Штурмовая лава Литовченки размела и свалила под откос остатки вражеской колонны, пропуская в прорыв конницу и мотопехоту. На больших скоростях, как бы церемониальным маршем военного времени, они проходили мимо догорающего товарища. И каждый, кто глядел из люка, или с седла, или с сиденья транспортера, поворачивал голову по мере бега, не в силах оторваться от печального и грозного зрелища. Клочок тепла от этого уже маленького, как представлялось сверху, костерка они на своих лицах уносили в бой... Время перевалило за полдень, двести третья еще пылала, но черные прожилки усталости все гуще струились в мышцах огня. Ветерку не составило бы труда вовсе погасить леностное, остывающее пламя, сквозь которое стал проступать остов преображенного танка... Дело шло к вечеру, и примораживало. Нестерпимая красота наступала в природе...
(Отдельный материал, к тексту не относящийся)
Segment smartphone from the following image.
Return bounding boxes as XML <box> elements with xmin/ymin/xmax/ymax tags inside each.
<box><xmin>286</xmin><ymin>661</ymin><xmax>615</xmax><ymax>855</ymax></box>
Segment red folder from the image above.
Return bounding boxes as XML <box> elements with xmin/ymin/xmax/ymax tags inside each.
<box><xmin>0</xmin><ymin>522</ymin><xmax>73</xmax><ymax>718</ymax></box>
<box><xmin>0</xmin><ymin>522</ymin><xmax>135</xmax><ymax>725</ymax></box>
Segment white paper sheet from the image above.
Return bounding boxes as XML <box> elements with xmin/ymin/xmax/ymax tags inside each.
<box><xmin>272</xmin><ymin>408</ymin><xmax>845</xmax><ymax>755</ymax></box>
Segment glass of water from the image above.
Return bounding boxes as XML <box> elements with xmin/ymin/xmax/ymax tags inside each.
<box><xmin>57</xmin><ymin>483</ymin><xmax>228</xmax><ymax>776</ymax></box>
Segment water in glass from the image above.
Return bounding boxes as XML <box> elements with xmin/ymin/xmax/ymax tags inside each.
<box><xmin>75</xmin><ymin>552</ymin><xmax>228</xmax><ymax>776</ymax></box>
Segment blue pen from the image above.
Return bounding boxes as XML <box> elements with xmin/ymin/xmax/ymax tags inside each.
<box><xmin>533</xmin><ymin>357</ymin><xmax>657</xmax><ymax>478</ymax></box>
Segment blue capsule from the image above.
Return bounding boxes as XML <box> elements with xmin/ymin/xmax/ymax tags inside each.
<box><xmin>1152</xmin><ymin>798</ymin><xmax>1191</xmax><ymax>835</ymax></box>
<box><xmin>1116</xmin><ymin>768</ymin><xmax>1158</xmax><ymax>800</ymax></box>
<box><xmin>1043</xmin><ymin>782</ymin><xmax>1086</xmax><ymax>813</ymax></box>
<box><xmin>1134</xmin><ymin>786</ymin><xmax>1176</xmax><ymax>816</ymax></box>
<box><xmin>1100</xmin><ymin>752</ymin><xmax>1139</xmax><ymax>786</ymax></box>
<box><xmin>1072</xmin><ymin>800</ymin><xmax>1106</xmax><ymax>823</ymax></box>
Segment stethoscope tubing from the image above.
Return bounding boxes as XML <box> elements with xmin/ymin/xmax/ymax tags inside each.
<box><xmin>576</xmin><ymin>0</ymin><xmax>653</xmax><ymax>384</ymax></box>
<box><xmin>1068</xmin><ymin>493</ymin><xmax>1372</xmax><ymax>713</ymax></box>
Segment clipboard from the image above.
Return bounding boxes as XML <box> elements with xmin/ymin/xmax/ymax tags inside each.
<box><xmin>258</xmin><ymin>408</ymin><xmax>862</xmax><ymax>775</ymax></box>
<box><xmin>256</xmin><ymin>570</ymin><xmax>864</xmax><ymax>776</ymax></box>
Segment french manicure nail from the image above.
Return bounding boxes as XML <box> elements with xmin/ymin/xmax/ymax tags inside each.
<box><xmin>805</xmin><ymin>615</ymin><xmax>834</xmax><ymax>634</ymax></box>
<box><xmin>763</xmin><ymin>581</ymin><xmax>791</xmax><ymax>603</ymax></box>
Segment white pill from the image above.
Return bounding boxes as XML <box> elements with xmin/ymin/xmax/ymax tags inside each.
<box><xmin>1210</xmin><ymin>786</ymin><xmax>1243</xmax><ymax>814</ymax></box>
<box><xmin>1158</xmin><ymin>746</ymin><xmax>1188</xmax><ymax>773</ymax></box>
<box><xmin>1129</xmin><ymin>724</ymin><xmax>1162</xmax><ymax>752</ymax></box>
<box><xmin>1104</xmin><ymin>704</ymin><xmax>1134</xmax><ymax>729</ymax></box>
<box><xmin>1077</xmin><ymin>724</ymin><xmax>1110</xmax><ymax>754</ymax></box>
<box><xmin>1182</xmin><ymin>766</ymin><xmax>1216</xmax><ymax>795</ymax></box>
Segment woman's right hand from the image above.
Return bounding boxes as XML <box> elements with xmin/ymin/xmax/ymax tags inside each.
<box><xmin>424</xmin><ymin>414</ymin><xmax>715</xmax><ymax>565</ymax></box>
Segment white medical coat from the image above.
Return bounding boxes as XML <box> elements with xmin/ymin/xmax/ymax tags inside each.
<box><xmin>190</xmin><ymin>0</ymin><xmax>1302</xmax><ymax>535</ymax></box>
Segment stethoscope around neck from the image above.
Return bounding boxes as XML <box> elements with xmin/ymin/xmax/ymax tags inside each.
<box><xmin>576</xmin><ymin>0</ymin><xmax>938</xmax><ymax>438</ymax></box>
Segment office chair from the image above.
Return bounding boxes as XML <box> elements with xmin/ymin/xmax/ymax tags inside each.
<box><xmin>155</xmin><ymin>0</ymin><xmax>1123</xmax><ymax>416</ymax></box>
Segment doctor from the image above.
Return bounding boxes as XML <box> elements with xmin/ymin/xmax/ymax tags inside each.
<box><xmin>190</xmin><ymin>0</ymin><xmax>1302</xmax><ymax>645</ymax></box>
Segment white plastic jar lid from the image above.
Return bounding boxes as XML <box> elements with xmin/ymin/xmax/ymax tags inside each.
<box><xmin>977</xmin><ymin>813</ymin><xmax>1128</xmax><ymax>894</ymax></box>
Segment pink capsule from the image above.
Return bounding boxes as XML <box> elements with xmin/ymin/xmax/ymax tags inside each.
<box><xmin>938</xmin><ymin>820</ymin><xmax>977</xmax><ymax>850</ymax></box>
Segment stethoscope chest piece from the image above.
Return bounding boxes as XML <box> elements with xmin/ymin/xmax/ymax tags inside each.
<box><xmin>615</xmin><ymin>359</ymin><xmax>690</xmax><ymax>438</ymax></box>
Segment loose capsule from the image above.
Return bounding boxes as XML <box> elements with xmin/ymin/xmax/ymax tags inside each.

Большое солнце опускалось за низкие облачные горы. Глаз легко различал покатые хребты и малиновые склоны, пересеченные глубокими лиловыми распадами; розовые реки и спокойные озера светились там, недвижные, как в карауле. Возможно, сам Алтай в праздничной своей одежде припожаловал через всю страну проводить земляка в вечный путь танкистской славы. А тот, в ком есть отцовское сердце, отыскал бы там, в огне заката, и каменный стол под моховой скатеркой, за которым отдыхал не однажды со своей дочкой Собольков... Чуть вправо от этой родины героев сказочно и совсем близко рисовался синий профиль Великошумска, потому что пригороды его начинались тут же рядом, за тонким полупрозрачным перелеском. Мускулистые стылые дымы поднимались над ним; казалось, само горе народное встало на часах возле двести третьей... Тем отрадней блистал сквозь них крохотный клочок золотца на высокой, узорчатой, может быть, лишь для этого уцелевшей колокольне. Город горел; догорало не испепеленное накануне. Ясно различимы были изгрызенные взрывом стены собора, у которого не раз Украина браталась с Русью, тесные вишневые садики, разгороженные плетнями и спускавшиеся к реке, безлюдные улички, где неторопливо проходила дымная мгла, - все, кроме пламени; оно никогда не бывает видно в закате.